Irish Roots: Leave something for the next generation to discover

Ancestry. com, like most commercial genealogy sites, provides an online family tree service allowing subscribers to visualise and share their research and conclusions. Browsing through the "Frequently Asked Questions" on that service recently, I came across something that gave me pause: "Many members have family trees that are not yet finished."

Well, yes. Because what exactly would a "finished" family tree look like? The Mormons, God bless their sunny optimism, aim to unite the entire human race into a single tree going back to Adam and Eve, but they still have a ways to travel. For the less theologically inclined, such a tree would have to reach back at least 3.8 billion years to the last common universal ancestor, the Methuselah microbe. Even then would it be "finished"? What about the origins of the elements making up the microbe, and the origins of the sub-atomic particles making up the elements?

I always knew genealogy would eventually lead to theoretical particle physics and the 11 dimensions of the space-time continuum. Some of my distant relatives come from dimension seven.
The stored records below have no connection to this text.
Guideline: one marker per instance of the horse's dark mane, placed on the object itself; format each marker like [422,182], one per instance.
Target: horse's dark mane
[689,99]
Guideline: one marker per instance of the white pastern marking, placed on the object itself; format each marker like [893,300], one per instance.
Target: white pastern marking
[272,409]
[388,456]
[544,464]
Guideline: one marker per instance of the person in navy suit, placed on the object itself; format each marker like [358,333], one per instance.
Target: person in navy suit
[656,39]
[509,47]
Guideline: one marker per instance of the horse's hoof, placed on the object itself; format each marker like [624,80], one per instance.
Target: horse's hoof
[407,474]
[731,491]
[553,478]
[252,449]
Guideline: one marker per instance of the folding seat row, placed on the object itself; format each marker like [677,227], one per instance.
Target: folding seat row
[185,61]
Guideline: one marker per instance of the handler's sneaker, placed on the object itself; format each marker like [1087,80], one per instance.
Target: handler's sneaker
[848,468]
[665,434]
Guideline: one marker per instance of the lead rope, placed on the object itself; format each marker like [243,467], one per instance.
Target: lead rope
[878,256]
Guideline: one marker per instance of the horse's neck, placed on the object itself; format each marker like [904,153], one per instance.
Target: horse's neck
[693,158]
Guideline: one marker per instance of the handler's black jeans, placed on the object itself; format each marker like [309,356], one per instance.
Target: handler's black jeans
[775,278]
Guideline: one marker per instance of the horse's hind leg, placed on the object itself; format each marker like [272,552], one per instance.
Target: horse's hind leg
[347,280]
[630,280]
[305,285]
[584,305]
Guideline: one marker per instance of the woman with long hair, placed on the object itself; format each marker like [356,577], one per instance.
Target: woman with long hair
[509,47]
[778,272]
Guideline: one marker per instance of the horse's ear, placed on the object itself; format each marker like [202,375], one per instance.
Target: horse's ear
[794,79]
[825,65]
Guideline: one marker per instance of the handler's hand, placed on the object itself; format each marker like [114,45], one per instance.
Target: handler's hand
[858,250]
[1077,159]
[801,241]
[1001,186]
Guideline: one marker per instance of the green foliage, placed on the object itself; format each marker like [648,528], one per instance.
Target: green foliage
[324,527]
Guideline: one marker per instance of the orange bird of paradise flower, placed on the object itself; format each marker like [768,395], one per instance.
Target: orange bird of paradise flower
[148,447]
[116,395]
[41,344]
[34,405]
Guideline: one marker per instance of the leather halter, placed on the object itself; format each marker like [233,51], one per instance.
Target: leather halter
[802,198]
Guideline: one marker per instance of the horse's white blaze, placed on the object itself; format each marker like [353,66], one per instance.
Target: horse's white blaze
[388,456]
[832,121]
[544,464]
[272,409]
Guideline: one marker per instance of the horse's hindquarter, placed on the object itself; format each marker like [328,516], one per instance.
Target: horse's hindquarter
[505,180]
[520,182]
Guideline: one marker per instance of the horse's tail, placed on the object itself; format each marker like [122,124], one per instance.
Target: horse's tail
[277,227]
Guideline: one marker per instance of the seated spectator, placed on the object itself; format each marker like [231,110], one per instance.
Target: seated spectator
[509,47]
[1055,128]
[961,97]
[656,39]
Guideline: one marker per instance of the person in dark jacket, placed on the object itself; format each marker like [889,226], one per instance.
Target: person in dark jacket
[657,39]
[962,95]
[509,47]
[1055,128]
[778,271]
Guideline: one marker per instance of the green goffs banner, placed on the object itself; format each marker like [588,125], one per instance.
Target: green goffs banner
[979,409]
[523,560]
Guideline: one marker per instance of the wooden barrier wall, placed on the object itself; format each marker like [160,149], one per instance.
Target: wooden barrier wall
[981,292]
The point is that, like families, family histories don’t come to neat conclusions and never proceed in straight lines. Research is always episodic: a day’s exploration here, an evening online there, visits to out-of-the-way archives tacked on to weekends away – if you start doing genealogical research you will forever be picking it up and putting it down.

Plan for that. Record whatever you search (not just whatever you find) in a way that will make it easy to remember when you pick it up two years later. Otherwise you’ll have to do the research again.

And don’t expect to finish, whatever says. Your tree will always be gloriously messy, its loose ends dangling all over the place, an eternal work in progress.

Think of it as leaving something for the next generation to discover.